A su lado, se sienta un infante, de nombre Luis Ángel, tiene la ropa sucia y sostiene, en su mano izquierda, un singular juguete. “Este me lo trajeron los Reyes Magos. Llegaron aquí, y nos dieron juguetes a todos los niños”, dice mientras bosqueja una sonrisa en su semblante, deja entrever sus dientes que, casi se le salen de alegría.

Luis Ángel, no mayor de nueve años, originario de Zamora, no se cansa de juguetear por el campamento con los juguetes que los Reyes Magos le trajeron. Vive con su madre, en la casa de campaña número veintiséis. Nos presume, una y otra vez, una bocina de “spiderman” que sostiene, con enjundia, y no suelta por nada del mundo.
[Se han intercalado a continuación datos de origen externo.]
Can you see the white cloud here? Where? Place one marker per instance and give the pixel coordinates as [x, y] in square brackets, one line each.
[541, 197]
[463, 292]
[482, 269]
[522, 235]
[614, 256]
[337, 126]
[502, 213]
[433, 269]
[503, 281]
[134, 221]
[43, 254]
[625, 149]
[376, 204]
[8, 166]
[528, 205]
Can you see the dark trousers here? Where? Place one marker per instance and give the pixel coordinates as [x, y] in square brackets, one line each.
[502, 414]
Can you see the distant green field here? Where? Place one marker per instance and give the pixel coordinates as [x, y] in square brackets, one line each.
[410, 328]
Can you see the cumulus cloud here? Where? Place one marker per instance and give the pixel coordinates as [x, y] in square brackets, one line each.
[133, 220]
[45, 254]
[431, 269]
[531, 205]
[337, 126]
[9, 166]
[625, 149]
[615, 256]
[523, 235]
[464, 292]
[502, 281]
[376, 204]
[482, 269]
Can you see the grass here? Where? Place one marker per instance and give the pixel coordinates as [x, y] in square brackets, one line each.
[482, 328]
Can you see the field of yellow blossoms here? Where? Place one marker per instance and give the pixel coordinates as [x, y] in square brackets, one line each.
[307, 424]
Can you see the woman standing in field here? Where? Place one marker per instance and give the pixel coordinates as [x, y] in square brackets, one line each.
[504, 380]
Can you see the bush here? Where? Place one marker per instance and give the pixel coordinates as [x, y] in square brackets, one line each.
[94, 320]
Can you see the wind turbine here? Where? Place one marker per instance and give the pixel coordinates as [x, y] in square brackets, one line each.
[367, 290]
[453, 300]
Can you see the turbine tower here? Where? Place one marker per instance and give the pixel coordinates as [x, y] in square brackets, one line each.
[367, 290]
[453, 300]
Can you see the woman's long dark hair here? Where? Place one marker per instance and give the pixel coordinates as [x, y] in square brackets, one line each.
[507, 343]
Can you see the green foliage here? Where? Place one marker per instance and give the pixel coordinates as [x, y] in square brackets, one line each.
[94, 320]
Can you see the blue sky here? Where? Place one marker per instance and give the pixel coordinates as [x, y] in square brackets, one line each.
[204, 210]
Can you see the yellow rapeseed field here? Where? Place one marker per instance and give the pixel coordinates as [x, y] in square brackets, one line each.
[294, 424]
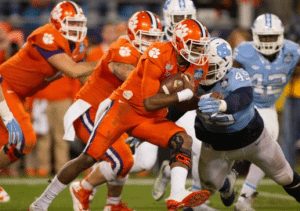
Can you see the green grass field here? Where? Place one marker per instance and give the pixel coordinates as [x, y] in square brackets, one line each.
[137, 194]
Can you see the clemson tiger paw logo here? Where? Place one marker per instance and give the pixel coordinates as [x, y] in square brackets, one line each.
[48, 38]
[181, 30]
[124, 51]
[154, 53]
[56, 13]
[133, 23]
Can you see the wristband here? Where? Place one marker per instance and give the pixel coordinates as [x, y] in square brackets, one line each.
[5, 112]
[184, 95]
[223, 106]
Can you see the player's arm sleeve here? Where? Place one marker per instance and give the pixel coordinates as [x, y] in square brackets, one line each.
[239, 99]
[121, 65]
[150, 81]
[48, 53]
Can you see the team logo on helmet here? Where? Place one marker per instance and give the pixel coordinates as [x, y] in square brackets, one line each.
[154, 53]
[182, 30]
[56, 13]
[133, 23]
[124, 51]
[48, 38]
[223, 51]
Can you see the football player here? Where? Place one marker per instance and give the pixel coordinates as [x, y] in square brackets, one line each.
[173, 12]
[137, 107]
[144, 28]
[270, 61]
[233, 129]
[50, 51]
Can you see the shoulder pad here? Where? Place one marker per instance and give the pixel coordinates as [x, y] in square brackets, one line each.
[238, 77]
[290, 46]
[244, 51]
[47, 38]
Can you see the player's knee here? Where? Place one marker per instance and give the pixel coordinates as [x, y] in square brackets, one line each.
[120, 181]
[285, 177]
[127, 165]
[84, 161]
[147, 164]
[180, 145]
[29, 142]
[12, 153]
[208, 185]
[106, 170]
[293, 188]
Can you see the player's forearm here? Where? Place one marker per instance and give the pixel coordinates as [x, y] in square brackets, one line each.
[120, 70]
[159, 101]
[239, 99]
[81, 69]
[1, 95]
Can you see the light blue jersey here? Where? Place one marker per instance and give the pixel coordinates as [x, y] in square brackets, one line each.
[268, 78]
[227, 123]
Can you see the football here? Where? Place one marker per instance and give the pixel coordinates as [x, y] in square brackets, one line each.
[172, 84]
[217, 95]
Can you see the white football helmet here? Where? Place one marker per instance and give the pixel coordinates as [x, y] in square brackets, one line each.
[220, 61]
[174, 11]
[267, 25]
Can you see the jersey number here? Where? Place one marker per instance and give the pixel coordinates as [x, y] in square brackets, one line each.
[275, 82]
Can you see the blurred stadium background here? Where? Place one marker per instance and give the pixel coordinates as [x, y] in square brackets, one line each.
[18, 18]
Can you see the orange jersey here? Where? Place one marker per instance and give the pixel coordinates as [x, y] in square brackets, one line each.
[63, 88]
[28, 71]
[103, 82]
[95, 53]
[156, 64]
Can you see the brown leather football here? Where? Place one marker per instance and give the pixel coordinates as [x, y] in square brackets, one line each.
[217, 95]
[172, 84]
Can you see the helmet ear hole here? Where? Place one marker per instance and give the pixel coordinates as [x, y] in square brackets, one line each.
[220, 61]
[190, 39]
[68, 18]
[144, 27]
[265, 29]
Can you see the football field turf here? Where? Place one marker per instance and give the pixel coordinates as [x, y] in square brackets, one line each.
[137, 194]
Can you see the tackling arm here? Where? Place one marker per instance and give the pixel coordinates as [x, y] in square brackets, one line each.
[121, 70]
[64, 63]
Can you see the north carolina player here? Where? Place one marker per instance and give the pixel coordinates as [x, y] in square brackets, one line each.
[270, 61]
[144, 28]
[50, 51]
[137, 107]
[173, 12]
[233, 129]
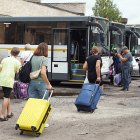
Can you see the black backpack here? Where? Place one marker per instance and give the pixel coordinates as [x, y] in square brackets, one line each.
[24, 73]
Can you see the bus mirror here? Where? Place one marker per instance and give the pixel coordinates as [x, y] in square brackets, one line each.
[138, 41]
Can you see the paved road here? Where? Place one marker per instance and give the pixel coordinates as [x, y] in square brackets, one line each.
[117, 118]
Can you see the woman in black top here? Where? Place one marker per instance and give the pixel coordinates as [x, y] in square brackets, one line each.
[93, 66]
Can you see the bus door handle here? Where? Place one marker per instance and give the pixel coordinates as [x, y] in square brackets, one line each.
[55, 65]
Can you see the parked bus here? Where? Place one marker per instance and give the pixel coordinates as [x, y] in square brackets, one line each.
[116, 33]
[132, 37]
[69, 40]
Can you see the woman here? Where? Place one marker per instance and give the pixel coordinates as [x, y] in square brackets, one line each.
[26, 55]
[93, 66]
[10, 66]
[38, 86]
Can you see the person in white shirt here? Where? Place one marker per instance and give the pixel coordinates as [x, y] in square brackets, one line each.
[26, 55]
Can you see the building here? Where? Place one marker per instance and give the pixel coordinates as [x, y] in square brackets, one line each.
[42, 8]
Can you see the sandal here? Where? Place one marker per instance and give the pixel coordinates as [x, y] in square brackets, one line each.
[10, 116]
[3, 119]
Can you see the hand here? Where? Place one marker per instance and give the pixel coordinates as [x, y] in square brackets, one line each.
[49, 87]
[118, 55]
[98, 79]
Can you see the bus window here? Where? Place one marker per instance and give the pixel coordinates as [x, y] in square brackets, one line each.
[10, 32]
[60, 37]
[2, 34]
[60, 44]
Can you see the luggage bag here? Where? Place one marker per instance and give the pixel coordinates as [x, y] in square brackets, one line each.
[34, 116]
[20, 90]
[88, 98]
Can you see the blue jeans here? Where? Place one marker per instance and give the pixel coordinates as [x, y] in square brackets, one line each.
[126, 77]
[37, 89]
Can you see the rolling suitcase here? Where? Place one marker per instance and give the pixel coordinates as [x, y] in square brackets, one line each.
[20, 90]
[88, 98]
[34, 116]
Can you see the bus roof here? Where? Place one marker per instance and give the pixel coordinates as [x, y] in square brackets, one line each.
[61, 18]
[24, 19]
[117, 23]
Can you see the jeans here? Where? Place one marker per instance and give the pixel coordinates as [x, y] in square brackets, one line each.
[126, 77]
[37, 89]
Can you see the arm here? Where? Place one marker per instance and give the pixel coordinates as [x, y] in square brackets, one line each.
[22, 61]
[85, 66]
[122, 59]
[98, 70]
[44, 77]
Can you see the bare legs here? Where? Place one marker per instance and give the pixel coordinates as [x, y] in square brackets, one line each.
[5, 104]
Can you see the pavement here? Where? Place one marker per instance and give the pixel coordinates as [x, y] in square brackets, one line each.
[117, 117]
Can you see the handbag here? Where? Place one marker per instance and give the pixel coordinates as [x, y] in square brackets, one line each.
[35, 74]
[0, 67]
Travesea con una niña que afirma, hace tiempo que no va a la escuela.

-Es mejor estar aquí que en la escuela.

-¿Por qué?, le pregunto.

-Porque aquí puedo jugar y peinar a mis muñecas.

Sostiene una muñeca, que por alguna razón extraña y desconocida, tiene cercenados sus dos pies.

-Uno debe de sacar permisos de la escuela, para tenerlos acá. Pero esta niña no tiene nada, debería estar estudiando. Dice Doña Marta.

-¡No! -la ataja la niña- ¡la escuela no es divertida!

Luis Ángel se pierde de la conversación, por estar atento a su juguete, no le quita el ojo de encima, es feliz con él.

-¿Y cada cuándo se van a Zamora?, pregunto.

-Cada fin de semana nos vamos. Pero ora no nos iremos.

-¿Por qué?

-Porque tienen que operar a mi niño el sábado.

La vista de Luis Ángel se pierde. Para en seco la interacción con la bocina.

-¿Qué es lo que tiene?

-Me duelen mis pies, mucho. Nos dice el pequeño.

-Pero diles qué es lo que tienes, hijo. Anda, diles.

No nos quiere decir, su vista sigue extraviada en el vacío.

-Tiene cáncer. Dice la señora, con la cara presa de preocupación.

Un, dos, tres, cuatro, vista de vuelta al juguete…

¿En qué platito me encuentro?

Increíblemente, aquí los “domicilios” se enumeran en platitos desechables, de poliestireno expandido, que cuelgan del “techo”.

Es el platito número veinticinco. La tienda no supera los tres metros cuadrados (creo que ni los dos) de ancho, y el metro y medio de alto. Pero, a pesar del diminuto espacio, la señora “residente” de la casa, vive con sus cuatro hijos y su marido. ¿Te das cuenta? Seis personas. ¡Seis! Se escucha un “¡ira pueeees!”, es uno de los pequeños, se queja, furibundo; le acaban de rociar agua en sus zapatos. “Pues quítate, ¿qué no ves que voy a barrer?”

-¿Para qué es el agua?

-Es para el polvo, para que cuando barramos, no vuele la tierra. Me responde la mamá, está recargada sobre el tronco de un árbol.

Una de las hijas mayores, salpica agua alrededor, humedece la tierra.

-¿Han pensado en quedarse en un albergue?

-Sí. Antes nos quedábamos en uno, pero se nos fue acabando el dinero, y tuvimos que quedarnos aquí.

-¿Y dónde se bañan?

La hija que barre, me voltea a ver. Sostiene una sonrisa sarcástica que, sin decir nada, me lo dice todo. Empieza a barrer con más fuerza, saca tierra hasta de donde no.

-Hace ocho días que no nos bañamos -comenta la señora- mi esposo ha ido a las duchas públicas, pero todos nosotros no.

-¿Y su marido? ¿Dónde está?

-Le fue a dar una vuelta a la niña.

Todavía es la hora de visitas.

-¿Qué es lo que tiene la niña?

Tose unos segundos, antes de contestarme, como si le raspara la faringe.

-Le operaron su cabeza. Me decían que era un tumor… pero gracias a Dios, solamente era una bolsa de agua que se le formó.

Y ahí, donde el polvo levita gustoso y se adueña, posesivo, de la atmósfera; donde los niños corren y brincan y ruedan y juegan con el gusto que les brinda la infancia; donde no se distingue entre una tienda de acampar y una casa; y donde la indecencia llega al límite, en que los bebederos son lavaderos, y los lavaderos, bebederos; nosotros nos retiramos, mientras ellos regresan a sus tiendas, a sus casas de campaña, al vecindario de la espera… de la esperanza.